The decision to become self-managed is the result of a process begun earlier this year by the Company’s board of directors, who considered the best time and method to maximize the efficiency and effectiveness of such a change. The decision to undertake this action is motivated by the board of director’s continuing focus on enhancing stockholder value.

AR Capital, LLC Eliminates “Floor” in Calculation of Subordinated Participation in Net Sales Proceeds To Help Facilitate the Company’s Merger with ARCT IV.

The Company also announced today that, in order to facilitate the Company’s potential merger with ARCT IV, its sponsor, AR Capital, LLC (“ARC”), as the sole owner of American Realty Capital Trust IV Special Limited Partner, LLC (the “ARCT IV Special Limited Partner”), sent a letter today to ARCT IV and its board of directors informing such parties that the ARCT IV Special Limited Partner intends on waiving any portion of the subordinated distribution in net sales proceeds to which it would be entitled as result of the price “floor” in the ARCT IV merger agreement that it would not otherwise be entitled to pursuant to the limited partnership agreement of ARCT IV’s operating partnership. This announcement does not impact the “floor” on the Company’s share price used in the determination of the merger consideration due to ARCT IV stockholders; ARCT IV stockholders will still receive the equivalent of not less than $30.62 per share.

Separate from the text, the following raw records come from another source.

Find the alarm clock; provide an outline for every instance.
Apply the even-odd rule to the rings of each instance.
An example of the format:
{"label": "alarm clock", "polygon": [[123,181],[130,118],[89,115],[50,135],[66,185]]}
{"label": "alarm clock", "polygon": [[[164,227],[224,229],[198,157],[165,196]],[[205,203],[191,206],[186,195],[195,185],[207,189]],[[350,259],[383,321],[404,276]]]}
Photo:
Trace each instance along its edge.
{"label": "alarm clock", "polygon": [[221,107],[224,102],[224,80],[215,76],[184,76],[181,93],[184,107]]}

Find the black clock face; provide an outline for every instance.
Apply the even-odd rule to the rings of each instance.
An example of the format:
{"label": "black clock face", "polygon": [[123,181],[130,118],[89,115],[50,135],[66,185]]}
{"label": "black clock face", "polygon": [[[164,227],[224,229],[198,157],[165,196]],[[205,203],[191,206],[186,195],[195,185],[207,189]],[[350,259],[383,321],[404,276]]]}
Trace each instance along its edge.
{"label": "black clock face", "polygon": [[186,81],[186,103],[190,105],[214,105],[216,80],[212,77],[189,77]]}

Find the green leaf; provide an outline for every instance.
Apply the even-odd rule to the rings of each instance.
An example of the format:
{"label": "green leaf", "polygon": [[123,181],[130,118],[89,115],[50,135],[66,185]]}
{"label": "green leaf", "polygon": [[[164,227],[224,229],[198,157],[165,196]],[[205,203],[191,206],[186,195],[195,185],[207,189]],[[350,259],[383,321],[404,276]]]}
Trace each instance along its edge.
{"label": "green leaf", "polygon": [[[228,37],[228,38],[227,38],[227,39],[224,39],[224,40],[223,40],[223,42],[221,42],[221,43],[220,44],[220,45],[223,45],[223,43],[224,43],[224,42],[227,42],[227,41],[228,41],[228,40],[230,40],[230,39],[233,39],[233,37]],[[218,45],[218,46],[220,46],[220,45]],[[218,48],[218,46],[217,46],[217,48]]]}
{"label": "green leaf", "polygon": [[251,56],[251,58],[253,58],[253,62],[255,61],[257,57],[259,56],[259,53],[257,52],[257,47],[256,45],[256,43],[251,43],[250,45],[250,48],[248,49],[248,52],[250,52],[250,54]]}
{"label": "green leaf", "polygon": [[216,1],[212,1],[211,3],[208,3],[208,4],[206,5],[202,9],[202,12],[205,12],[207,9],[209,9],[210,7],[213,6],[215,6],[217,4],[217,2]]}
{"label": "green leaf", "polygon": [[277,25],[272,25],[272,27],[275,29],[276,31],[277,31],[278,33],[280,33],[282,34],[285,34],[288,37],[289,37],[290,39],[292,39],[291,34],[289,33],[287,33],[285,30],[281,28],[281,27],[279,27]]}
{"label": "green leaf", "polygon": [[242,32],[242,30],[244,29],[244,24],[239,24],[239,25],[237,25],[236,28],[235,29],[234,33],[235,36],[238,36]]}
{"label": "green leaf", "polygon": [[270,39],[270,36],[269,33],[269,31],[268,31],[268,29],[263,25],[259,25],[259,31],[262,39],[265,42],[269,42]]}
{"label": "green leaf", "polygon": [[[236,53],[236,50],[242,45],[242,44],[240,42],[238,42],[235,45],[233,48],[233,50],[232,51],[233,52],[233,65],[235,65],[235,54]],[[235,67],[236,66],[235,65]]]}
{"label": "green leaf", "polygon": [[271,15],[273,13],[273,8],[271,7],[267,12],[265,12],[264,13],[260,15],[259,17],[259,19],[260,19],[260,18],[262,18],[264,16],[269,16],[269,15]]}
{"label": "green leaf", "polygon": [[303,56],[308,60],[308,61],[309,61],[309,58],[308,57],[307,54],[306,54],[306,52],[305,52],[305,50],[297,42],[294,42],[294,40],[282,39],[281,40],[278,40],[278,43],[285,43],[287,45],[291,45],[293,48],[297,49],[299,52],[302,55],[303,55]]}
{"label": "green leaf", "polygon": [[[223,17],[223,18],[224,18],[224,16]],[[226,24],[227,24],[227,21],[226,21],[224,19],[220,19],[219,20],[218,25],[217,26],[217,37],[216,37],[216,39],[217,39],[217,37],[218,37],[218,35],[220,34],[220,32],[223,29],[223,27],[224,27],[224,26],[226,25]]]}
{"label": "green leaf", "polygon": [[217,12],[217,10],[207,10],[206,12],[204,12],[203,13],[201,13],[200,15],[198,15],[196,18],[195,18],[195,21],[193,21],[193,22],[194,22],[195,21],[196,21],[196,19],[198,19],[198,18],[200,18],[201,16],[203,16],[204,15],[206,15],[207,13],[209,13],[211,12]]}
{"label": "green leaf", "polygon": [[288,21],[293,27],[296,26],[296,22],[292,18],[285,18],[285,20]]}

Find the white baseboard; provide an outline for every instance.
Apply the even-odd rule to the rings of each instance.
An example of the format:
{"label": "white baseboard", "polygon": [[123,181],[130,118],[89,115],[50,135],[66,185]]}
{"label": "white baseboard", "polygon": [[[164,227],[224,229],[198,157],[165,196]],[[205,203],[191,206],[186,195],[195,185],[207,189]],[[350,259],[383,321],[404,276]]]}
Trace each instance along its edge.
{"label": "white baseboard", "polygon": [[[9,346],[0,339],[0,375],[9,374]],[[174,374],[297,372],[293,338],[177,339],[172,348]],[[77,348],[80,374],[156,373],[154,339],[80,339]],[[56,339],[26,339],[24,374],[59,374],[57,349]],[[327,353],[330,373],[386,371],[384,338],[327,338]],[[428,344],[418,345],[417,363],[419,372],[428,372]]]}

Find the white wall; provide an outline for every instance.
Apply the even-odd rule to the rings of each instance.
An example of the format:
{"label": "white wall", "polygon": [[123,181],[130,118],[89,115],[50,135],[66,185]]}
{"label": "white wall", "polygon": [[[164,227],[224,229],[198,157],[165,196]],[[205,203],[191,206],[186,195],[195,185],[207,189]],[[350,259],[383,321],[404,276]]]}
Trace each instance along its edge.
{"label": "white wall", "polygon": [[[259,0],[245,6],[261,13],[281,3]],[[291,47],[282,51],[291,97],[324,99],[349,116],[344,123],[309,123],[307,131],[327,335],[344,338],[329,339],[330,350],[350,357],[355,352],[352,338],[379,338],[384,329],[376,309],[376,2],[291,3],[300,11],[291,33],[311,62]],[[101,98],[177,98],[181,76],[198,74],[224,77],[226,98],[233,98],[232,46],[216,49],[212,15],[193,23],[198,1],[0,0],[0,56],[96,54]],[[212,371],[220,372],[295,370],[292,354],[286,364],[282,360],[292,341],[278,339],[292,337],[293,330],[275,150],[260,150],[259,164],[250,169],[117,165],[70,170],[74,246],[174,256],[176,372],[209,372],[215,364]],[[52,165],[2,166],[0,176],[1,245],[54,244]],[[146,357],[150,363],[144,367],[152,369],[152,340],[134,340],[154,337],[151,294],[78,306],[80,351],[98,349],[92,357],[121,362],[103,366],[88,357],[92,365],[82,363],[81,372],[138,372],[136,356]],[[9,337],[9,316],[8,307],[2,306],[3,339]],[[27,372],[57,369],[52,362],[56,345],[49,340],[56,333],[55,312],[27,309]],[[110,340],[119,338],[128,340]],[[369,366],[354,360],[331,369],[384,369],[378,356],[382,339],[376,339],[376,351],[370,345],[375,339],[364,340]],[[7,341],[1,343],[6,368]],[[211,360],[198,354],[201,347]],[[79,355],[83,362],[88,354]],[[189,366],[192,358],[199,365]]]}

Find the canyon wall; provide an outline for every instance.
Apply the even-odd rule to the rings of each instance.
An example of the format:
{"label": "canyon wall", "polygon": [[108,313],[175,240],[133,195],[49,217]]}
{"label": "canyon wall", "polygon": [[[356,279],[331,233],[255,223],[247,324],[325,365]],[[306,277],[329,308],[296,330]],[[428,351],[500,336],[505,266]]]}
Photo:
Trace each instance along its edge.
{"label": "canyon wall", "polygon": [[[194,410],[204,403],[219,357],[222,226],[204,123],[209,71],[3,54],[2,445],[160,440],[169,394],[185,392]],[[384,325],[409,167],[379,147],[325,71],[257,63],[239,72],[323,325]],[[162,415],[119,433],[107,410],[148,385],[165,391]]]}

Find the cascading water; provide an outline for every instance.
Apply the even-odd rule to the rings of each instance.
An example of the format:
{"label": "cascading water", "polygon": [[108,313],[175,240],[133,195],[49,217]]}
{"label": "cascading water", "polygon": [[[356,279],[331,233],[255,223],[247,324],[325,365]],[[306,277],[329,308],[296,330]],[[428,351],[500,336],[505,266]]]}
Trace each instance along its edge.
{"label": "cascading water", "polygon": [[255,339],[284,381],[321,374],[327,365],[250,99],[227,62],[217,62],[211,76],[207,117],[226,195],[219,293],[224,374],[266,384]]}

Currently, the ARCT IV Special Limited Partner is entitled to payment of a subordinated participation in net sales proceeds (the “Incentive Fee”) from ARCT IV, pursuant to the limited partnership agreement of ARCT IV’s operating partnership and as agreed to in the side letter signed by the merger parties in connection with the announcement of the Company’s merger with ARCT IV. These agreements provide that the ARCT IV Special Limited Partner would be entitled to an Incentive Fee equal to 15% of the amount of proceeds remaining from the sale of ARCT IV, following the return of 100% of its stockholders’ capital contributions, plus a 6% hurdle. Under the current terms of the merger agreement, because the ARCT IV stockholders electing stock will enjoy a “floor” by which their consideration cannot fall below $30.62 per ARCT IV share, the Incentive Fee will be pegged to a mix of cash consideration and the $30.62 stock threshold. However, the ARCT IV Special Limited Partner has elected to forego the benefit of the “floor” and allow that the calculation will be pegged to the five-day volume weighted average price leading up to the merger close, regardless of the trading price. Therefore, the ARCT IV Special Limited Partner has foregone certainty in its Incentive Fee to ensure that ARC’s compensation (through its ownership of the ARCT IV Special Limited Partner) will be tied to the performance of the Company, rather than the “floor” negotiated with the Company pursuant to the merger agreement.